We see that the file returned is an XML file.  XML is another commonly used standard format for creating documents that store information in a text file.

Here is a link to a nice tutorial:

    https://www.tutorialspoint.com/xml/index.htm
    
    
A key takeway from the tutorial is that XML has a tree structure with nodes that have 
-  tags
-  attributes, and 
-  text.

There is a nice package for navigating through the tree as shown in this example. Before demonstrating that capability, we can open up the text file in a text editor and an XML previewer and look at its structure.

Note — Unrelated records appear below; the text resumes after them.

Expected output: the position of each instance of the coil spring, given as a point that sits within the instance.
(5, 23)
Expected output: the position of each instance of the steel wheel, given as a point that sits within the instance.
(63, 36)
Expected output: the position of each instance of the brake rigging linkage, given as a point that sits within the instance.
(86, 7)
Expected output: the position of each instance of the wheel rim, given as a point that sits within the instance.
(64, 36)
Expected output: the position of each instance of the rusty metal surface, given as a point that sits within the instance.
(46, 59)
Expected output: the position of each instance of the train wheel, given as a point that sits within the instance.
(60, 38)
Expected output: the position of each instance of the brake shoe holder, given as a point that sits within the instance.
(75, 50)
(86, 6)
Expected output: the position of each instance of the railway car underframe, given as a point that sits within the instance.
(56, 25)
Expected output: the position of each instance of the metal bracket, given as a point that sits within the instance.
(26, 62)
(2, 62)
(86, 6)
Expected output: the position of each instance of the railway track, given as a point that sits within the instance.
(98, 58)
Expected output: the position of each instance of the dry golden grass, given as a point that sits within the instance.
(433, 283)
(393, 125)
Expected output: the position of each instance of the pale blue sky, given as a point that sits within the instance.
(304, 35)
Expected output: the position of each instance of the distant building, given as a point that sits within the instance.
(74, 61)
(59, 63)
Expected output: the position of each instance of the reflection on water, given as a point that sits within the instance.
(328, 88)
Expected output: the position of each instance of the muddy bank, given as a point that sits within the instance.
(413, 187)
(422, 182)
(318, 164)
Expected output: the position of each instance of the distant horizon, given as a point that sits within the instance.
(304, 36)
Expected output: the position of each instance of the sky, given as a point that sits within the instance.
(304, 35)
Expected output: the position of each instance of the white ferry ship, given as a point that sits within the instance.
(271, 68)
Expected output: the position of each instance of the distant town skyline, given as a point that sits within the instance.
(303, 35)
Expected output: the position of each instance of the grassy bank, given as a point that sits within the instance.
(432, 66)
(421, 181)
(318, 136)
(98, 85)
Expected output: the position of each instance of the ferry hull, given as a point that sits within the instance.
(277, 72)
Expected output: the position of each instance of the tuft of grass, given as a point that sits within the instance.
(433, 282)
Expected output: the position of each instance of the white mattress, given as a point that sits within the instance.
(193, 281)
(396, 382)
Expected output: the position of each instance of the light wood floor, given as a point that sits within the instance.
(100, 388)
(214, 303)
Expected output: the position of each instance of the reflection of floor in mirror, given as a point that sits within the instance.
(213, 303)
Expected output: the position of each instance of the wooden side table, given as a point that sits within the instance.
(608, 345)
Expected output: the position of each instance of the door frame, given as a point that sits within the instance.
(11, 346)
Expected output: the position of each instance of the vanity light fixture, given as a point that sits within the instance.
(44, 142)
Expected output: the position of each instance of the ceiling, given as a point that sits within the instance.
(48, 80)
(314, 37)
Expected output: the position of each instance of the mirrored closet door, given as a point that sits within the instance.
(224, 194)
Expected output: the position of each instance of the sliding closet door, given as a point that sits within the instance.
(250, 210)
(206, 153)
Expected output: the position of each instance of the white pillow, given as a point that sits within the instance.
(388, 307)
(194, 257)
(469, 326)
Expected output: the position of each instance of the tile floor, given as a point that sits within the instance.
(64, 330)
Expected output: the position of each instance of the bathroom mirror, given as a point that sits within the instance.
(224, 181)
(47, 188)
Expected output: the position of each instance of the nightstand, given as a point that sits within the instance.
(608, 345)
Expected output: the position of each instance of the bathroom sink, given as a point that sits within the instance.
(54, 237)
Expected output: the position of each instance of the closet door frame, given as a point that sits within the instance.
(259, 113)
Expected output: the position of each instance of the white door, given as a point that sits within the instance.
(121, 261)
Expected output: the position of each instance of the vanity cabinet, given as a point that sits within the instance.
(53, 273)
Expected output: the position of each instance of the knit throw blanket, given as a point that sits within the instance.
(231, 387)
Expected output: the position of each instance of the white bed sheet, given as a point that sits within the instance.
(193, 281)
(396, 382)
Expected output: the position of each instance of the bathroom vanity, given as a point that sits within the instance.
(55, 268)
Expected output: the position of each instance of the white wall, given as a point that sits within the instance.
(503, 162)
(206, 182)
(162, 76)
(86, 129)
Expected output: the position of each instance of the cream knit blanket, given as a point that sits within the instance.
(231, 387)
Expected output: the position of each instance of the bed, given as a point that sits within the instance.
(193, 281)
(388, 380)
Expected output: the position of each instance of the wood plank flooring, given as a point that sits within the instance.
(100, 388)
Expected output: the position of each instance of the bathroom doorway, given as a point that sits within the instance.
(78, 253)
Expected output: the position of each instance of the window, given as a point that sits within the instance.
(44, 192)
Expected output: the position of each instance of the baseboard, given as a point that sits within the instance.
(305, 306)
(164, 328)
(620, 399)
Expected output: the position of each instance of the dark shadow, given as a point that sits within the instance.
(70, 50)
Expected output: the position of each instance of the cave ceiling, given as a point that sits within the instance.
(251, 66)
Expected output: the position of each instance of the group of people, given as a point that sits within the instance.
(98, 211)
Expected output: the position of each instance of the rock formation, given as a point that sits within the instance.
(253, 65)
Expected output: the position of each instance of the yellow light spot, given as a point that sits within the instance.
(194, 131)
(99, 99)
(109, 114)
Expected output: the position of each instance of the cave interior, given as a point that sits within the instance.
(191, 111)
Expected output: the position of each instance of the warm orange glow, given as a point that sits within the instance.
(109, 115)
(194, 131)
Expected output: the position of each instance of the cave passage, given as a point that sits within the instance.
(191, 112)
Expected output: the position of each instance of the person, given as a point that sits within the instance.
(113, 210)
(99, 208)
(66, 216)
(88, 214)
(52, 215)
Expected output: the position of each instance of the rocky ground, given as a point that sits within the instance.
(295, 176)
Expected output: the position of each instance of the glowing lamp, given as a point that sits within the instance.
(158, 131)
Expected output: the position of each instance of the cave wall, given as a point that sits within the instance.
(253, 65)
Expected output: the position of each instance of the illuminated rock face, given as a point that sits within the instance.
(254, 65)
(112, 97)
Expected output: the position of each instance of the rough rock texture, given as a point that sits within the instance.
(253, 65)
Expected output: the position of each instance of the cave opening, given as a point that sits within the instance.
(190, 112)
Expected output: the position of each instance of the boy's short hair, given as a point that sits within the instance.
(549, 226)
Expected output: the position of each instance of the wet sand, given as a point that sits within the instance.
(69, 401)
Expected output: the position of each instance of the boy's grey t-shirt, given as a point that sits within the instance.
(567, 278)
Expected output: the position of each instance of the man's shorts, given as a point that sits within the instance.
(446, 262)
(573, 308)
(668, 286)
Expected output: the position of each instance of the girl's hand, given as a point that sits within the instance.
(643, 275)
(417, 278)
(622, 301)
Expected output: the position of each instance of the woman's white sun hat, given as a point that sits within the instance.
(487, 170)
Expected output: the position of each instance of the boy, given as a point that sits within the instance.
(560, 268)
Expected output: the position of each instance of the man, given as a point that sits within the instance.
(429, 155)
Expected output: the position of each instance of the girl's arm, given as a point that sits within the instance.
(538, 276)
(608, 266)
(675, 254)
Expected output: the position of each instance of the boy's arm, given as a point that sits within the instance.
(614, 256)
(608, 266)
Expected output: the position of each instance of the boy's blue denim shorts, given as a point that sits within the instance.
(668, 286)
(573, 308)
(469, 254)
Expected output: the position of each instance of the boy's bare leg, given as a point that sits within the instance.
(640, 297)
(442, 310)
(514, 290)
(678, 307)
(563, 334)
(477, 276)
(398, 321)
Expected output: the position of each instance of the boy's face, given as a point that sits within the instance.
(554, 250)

When looking at the file in a text editor the newline characters help. Let's write the file out and have a look at it.


In [30]:
fout=open("GOOGLE.xml","w")
fout.write(req.text)
fout.close()

Now we try a Python package for inspecting the file. The following command gives us the root node of the tree.  From the code below we see that a tag is a strings, the attributes are returned as dictionaries and text is a string.

In [43]:
import xml.etree.ElementTree as ET
root = ET.fromstring(req.text)
print(type(root.tag))
print(type(root.attrib))
print(type(root.text))
print("root tag = " + root.tag)
print("root attrib = " + str(root.attrib))
print("root text" + root.text)

<class 'str'>
<class 'dict'>
<class 'str'>
root tag = rss
root attrib = {'version': '2.0'}
root text
  


Next we look at the children of the root node. How many children does this node have?

In [48]:
print(len(root))

1


We can extract a child of a node using its index.

In [56]:
child=root[0]

How many children does this child have?

In [57]:
len(child)

33

We can iterate over the children. (Nodes are iterable.)

In [85]:
for ch in child:
    print(ch.tag)
    print(len(ch))

title
0
link
0
description
0
item
9
item
11
item
8
item
9
item
8
item
9
item
9
item
9
item
9
item
13
item
28
item
9
item
10
item
12
item
9
item
10
item
10
item
13
item
10
item
9
item
11
item
10
item
11
item
9
item
9
item
9
item
9
item
9
item
13
item
10


We see that the first 3 nodes have no children. We can view the text associated with these nodes.

In [88]:
for i in range(3):
    print("text = " + child[i].text)


text = Alphabet, Inc. Cl A - News and Analysis on Seeking Alpha
text = https://seekingalpha.com
text = © seekingalpha.com. Use of this feed is limited to personal, non-commercial use and is governed by Seeking Alpha's Terms of Use (https://seekingalpha.com/page/terms-of-use). Publishing this feed for public or commercial use and/or misrepresentation by a third party is prohibited.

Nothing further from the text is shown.